Day-Night Test Cricket is going ahead with Australia scheduled to host New Zealand in Australia for the first day/night test match.
A lot of testing has gone on to find the right cricket ball to use for Day/Night Test matches. The red cricket ball obviously won’t work as that will create a visibility problem at night for the players. So, the obvious choice would have been to use a white cricket ball with a black sightscreen.
The problem with the white cricket ball is that they generally tend to lose their hardness and color after 34 overs. This is congruent with the old ICC rules where the white ball was changed at over 34 of an ODI innings.
So, Kookaburra went to the drawing board to find a cricket ball that not only can be highly visible at night but also retain it’s structure for the required 80 overs. A cricket ball in a Test match may only be changed at the 80 over mark.
After extensive tinkering with the Pink cricket ball, Kookaburra has now come up with a product that has satisfied many of the big cricket boards. It has been tested in Sheffield Shield cricket. Many find it to be “gimmicky” while others have said that it really does solve the problem.

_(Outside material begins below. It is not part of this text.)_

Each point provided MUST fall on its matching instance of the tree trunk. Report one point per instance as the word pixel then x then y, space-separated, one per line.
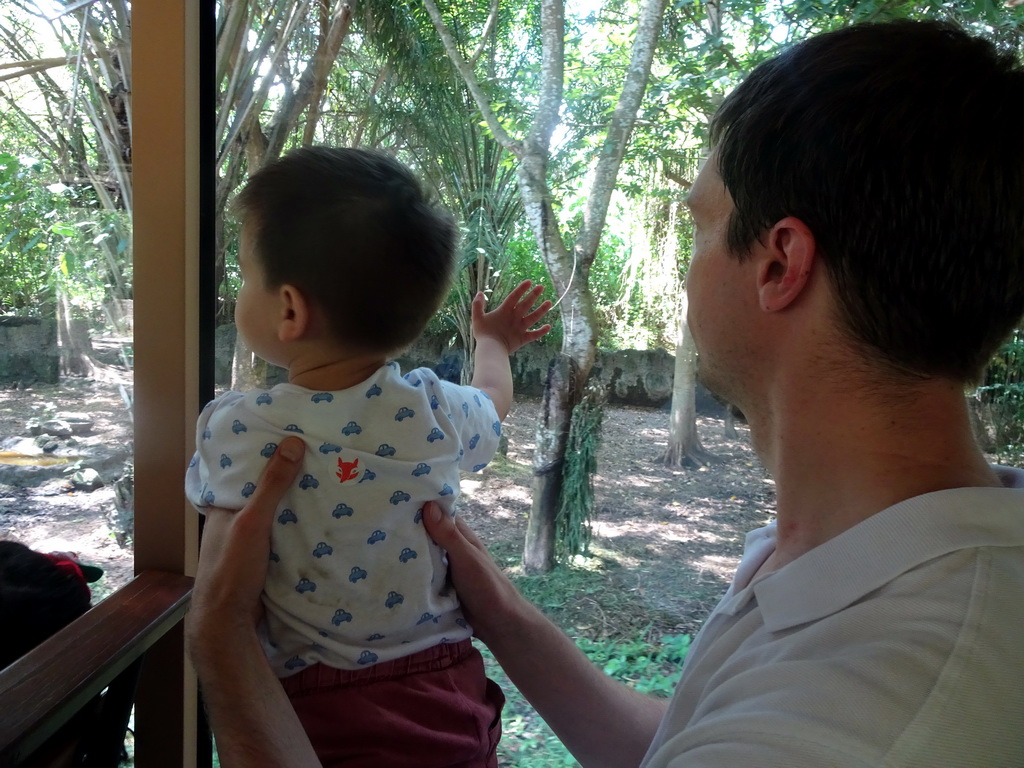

Here is a question for this blog’s readership:
Was it really necessary for them to tinker so much with the cricket ball in coming up with a Pink one? Why not allow the fielding team to get a new-ball after 50 overs? Or is that not Test Match cricket?
There is a lot more to ponder when it comes to Day-Night Test Cricket. The ball will come on to the bat a bit quicker at night and dew can become a huge factor at certain grounds around the world.
Can you imagine a 5th day pitch with a world class spinner trying to bundle the opposition out but he is not able to because he cannot get a grip on the ball because of dew?
On the other hand, prime time TV slots is sure to attract a bigger audience.
Which side of the Day-Night Test Match do you sit?